Ali who was asked whether the Federal Government had not breached the rights of the citizenry to movement and international trade, said “when it comes to security, all laws take back a seat.
“We want make sure that our people are protected. You must be alive and well for you to begin to ask for your rights. You rights come when you are well and alive. Go and ask the people in Maiduguri where Boko Haram was harassing their lives. The only question was survival; there is no question of right. This time, Nigeria must survive first before we begin to ask for our rights.”
According to him, the measure is for the security agencies to be able to scan the goods that are entering into the country thoroughly and thus, all goods must only enter through the legitimate air and sea ports where they can undergo thorough scanning and certified fit for consumption.
“We hope that by the time we get to the end of this exercise, we and ours neigbour would have agreed on the type of goods that should enter and exit our country. For now, all goods, whether illicit or non-illicit, are banned from going and coming into Nigeria.

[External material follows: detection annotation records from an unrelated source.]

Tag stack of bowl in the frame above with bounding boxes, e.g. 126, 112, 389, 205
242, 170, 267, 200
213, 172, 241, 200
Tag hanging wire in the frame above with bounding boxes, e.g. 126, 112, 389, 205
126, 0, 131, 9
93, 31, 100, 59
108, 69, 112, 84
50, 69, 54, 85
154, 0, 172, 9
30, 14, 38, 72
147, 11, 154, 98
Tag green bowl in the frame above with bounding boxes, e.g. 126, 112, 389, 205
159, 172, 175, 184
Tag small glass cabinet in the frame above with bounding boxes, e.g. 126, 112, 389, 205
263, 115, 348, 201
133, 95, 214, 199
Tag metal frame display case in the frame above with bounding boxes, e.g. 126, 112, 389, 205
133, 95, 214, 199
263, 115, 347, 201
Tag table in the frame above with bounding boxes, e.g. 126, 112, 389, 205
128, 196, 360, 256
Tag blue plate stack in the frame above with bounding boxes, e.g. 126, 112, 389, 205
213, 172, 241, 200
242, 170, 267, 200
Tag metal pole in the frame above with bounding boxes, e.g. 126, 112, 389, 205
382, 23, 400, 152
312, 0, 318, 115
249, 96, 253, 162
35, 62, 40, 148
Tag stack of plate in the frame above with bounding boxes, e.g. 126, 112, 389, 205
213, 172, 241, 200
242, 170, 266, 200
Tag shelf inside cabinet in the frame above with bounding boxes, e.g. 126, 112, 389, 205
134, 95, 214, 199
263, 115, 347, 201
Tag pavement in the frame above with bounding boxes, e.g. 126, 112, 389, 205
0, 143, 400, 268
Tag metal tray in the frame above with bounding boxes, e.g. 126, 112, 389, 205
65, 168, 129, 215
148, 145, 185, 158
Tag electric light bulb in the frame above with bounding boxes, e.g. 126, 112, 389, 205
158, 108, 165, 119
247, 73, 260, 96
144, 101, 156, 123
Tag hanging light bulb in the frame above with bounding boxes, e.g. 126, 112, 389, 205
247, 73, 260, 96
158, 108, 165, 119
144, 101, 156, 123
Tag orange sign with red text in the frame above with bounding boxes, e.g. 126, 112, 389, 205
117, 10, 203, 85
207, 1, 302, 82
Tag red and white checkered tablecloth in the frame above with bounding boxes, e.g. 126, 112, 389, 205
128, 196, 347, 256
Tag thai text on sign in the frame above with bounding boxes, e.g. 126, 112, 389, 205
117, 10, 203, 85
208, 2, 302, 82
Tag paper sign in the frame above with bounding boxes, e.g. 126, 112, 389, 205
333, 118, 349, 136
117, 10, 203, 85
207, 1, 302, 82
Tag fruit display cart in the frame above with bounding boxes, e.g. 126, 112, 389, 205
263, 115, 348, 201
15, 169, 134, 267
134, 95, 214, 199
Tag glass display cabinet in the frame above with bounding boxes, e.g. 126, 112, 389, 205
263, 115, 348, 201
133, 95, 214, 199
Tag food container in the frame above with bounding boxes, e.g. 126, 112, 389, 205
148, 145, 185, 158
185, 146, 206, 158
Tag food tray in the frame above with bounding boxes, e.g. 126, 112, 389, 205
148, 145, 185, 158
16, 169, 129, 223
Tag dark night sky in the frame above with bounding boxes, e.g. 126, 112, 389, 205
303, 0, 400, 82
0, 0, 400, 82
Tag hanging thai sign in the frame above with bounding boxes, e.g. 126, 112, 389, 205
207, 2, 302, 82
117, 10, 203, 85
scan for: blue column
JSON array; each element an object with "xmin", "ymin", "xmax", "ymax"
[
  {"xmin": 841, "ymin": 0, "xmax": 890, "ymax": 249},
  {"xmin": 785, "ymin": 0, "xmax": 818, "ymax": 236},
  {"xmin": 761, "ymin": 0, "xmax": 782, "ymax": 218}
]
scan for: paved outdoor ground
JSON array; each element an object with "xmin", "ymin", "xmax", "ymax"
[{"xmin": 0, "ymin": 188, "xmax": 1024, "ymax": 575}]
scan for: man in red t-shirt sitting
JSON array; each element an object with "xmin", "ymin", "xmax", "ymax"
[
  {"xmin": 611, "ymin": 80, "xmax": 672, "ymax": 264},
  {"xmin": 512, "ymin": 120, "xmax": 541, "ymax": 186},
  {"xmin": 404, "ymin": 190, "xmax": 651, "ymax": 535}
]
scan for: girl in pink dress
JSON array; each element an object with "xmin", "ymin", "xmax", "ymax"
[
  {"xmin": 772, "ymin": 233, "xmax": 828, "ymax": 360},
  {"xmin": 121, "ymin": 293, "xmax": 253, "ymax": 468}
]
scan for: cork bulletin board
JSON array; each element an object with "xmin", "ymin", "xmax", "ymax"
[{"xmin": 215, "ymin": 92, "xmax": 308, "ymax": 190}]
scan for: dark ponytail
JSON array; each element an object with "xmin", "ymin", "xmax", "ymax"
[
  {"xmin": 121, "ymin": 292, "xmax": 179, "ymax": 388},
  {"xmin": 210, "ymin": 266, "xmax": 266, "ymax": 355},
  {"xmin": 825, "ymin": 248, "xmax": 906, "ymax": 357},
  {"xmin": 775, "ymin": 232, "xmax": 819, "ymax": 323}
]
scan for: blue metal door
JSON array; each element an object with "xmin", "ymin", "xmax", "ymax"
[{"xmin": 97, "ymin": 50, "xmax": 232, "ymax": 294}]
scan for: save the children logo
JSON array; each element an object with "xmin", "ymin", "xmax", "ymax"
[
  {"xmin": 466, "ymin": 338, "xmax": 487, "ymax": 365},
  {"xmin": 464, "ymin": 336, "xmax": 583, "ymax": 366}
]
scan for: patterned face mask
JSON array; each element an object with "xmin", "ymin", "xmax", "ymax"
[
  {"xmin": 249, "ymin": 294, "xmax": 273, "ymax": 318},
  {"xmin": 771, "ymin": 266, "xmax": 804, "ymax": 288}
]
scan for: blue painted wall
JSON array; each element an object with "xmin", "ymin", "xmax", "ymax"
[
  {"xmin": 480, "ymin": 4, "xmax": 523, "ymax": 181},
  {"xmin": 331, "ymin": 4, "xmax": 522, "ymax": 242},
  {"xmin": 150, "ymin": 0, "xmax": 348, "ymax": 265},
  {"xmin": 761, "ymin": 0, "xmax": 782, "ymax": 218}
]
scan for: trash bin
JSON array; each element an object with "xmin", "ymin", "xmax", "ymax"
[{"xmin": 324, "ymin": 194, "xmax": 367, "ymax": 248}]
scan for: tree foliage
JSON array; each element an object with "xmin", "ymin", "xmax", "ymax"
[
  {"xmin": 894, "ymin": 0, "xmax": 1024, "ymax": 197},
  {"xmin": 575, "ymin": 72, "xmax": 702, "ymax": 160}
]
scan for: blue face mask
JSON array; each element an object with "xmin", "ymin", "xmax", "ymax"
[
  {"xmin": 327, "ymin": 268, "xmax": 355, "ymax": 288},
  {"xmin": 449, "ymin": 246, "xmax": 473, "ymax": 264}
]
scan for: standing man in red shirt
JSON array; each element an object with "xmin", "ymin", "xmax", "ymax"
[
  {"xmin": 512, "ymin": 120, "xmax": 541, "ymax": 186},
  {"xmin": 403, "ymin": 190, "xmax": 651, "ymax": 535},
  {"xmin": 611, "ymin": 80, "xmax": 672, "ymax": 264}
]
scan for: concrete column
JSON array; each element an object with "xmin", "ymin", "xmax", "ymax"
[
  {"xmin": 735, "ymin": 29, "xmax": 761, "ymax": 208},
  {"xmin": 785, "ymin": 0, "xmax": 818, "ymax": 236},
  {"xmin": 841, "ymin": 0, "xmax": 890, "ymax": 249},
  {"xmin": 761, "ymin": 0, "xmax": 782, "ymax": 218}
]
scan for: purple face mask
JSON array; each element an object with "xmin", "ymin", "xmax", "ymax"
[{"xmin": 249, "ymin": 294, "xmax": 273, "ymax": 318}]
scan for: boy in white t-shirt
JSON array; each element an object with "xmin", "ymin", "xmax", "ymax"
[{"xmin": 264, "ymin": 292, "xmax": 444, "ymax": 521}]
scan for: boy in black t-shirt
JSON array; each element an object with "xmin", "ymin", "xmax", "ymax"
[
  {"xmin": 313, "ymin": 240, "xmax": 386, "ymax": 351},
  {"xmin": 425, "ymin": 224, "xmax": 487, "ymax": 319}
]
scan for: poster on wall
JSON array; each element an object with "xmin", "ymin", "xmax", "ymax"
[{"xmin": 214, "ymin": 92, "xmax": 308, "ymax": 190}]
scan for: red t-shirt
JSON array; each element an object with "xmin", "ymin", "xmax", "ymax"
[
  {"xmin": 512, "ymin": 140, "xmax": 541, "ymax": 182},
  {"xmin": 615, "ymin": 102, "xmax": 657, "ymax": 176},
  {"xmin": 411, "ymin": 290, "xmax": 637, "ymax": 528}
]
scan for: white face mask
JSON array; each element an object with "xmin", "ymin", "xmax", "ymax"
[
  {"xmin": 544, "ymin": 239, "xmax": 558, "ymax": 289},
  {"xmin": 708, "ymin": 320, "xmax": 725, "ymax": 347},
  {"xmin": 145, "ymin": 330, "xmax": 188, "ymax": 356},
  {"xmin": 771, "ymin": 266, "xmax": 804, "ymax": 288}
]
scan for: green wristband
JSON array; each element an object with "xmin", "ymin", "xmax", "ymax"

“Let me add that for the avoidance of doubt that we included all goods because all goods can equally come through our seaports. For that reason, we have deemed it necessary for now that importers of such goods should go through our controlled borders where we have scanners to verify the kind of goods and how healthy to our people.”
On security, the Customs boss noted that the closure has recorded a number of seizures and arrests that would have had grave consequences. “So far, 317 suspected smugglers and 146 illegal migrants have been arrested. Also, some items seized include: 21,071-59kg bags of parboiled foreign rice; 190 vehicles; 891 drums filled with PMS; 2665 jerry cans of vegetable oil; 66,000 litre tanker of vegetable oil; 133 motorcycles; 70 jerri cans of PMS and 131 bags of NPK fertilizer used for making explosives. The estimated monetary value of the apprehended items is about N1,429,562,315.00.
The Customs boss noted that 95 per cent of illicit drugs and weapons that are being used for acts of terrorism and kidnapping in Nigeria today come in through the porous borders.
He said the federal government had ensured that the arms and ammunition these terrorists and criminal elements were using no longer gain access into the country.
Ali said drugs which affect the health and well-being of Nigerians have been prevented from entering through the borders.
The Customs boss explained that the North East is exempted from the border closure because the military is combatting the Boko Haram insurgents in the region at the moment.
He said it was in conjunction with the military, that the zone is exempted from the operation owing to its volatility.
Ali urged the public to dismiss any other reason in the social media for the exemption of the zone from the operation as a mere story.